In 2009, Henri Lloyd became the "Official Supplier of Clothing and Footwear Technology" of the Brawn GP Formula One Team as part of a commercial partnership.

Henri Lloyd have sponsored Sir Ben Ainslie since 1996 and were his first commercial sponsor. It has also supported Shirley Robertson. It has been the technical clothing supplier for the Clipper Round the World Yacht Race since 2002 and for Land Rover BAR’s 2017 America’s Cup bid. The sailing kit was developed in close collaboration with the Land Rover BAR team and featured a neoprene wetsuit long john and top.

In 2017 the brand announced a three-year sponsorship deal with the FAST40+ Class, providing bespoke sailing kit for the crew and a perpetual trophy for the FAST40+ Race Circuit.

Henri Lloyd were one of the sponsors of Cowes Classics Week 2017, which includes a Henri Lloyd race day and trophy.

In September 2018 Henri Lloyd continued its partnership with Sir Ben by announcing a partnership with Ineos Team UK in the pursuit of the 36th challenge of the America's Cup in 2021.

Henri Lloyd is the current official Performance Clothing Partner of the Americas Cup team, Ineos Britannia. The brand also actively has a purpose led partnership with the Emirates Great Britain SailGP Team.

===Fashion===
Henri Lloyd first became known for fashion in 1984 when the Milan Scooter Society or ‘Paninaro' scene adopted the Henri Lloyd Consort Jacket as part of their uniform along with Levi 501 jeans and Timberland boots. Additionally, the brand was profoundly popular within the Madchester scene.

The mid-1990s saw the launch of Henri Lloyd Black Label, This Massimo Goggi designed collection linked Italian-inspired sportswear with technically innovative fabrics, helping the firm earn the Fashion Brand of the Year in the UK award in 1997.

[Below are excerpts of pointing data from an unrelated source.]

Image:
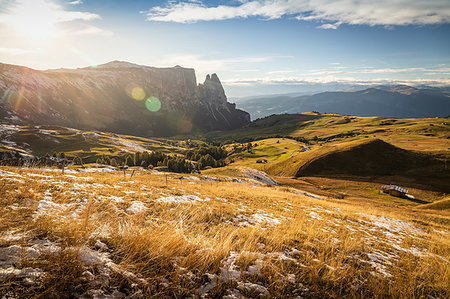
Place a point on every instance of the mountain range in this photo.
(118, 97)
(399, 101)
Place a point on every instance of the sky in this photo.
(254, 46)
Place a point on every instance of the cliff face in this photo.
(115, 97)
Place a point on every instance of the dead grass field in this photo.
(100, 234)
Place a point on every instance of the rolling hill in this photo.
(118, 97)
(399, 101)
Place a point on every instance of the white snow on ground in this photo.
(136, 207)
(91, 257)
(265, 218)
(130, 145)
(307, 194)
(47, 132)
(190, 177)
(183, 199)
(259, 176)
(46, 207)
(254, 219)
(11, 176)
(9, 143)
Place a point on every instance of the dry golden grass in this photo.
(101, 233)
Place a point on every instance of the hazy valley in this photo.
(286, 206)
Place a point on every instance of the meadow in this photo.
(97, 232)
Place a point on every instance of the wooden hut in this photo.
(394, 190)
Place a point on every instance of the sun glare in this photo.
(35, 20)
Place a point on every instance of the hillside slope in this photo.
(388, 101)
(117, 97)
(364, 158)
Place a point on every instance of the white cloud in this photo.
(333, 79)
(333, 12)
(88, 29)
(437, 76)
(16, 51)
(330, 26)
(204, 65)
(42, 19)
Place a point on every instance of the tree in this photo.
(77, 160)
(114, 162)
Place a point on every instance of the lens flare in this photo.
(185, 126)
(138, 93)
(153, 104)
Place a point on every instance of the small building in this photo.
(394, 190)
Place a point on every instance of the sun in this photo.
(34, 20)
(37, 20)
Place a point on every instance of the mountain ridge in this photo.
(115, 97)
(401, 101)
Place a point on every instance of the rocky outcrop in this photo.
(118, 97)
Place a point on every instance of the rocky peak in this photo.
(107, 98)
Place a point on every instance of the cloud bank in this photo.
(330, 13)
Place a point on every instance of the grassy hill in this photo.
(102, 234)
(40, 140)
(428, 134)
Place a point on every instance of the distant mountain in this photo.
(117, 97)
(400, 101)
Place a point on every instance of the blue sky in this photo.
(248, 43)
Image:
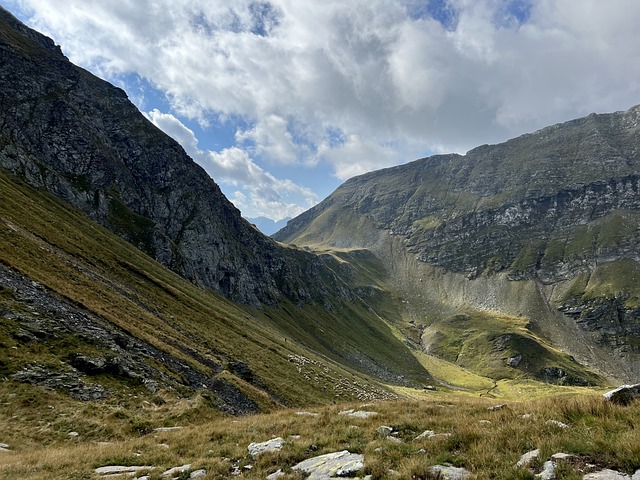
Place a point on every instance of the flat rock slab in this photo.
(268, 446)
(527, 458)
(623, 395)
(450, 473)
(332, 465)
(119, 469)
(556, 423)
(426, 434)
(358, 413)
(172, 472)
(165, 429)
(548, 471)
(607, 474)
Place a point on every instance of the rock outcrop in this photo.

The Consort Jacket, first designed by Henri Strzelecki in 1965 has been redesigned for 2017 in a collection of 21 different editions.

In 2023 the brand announced the appointment of Scottish Menswear Designer Kestin Hare as Creative Director.

===Change of Ownership===
Facing severe financial difficulties in early 2018 Henri Lloyd reduced costs and divested assets. In March 2018 they sold the Henri Lloyd brand and trademarks to Aligro Group, a Swedish investment firm.

On 8 June 2018 it was announced that the company had been put into administration. Three days later it was announced that the company was purchased by Aligro Group. Altogether, 128 jobs were lost, the company's Manchester office closed, and the brand moved to Sweden.

In September 2018, the firm announced a relaunch of all lines in 2019 with "25 styles for men and women. The products are adapted for one-design sailing, keelboats and super yachts, with a focus on Northern European and Mediterranean sailors."

In 2022, the brand was acquired by Monte Rosa Capital.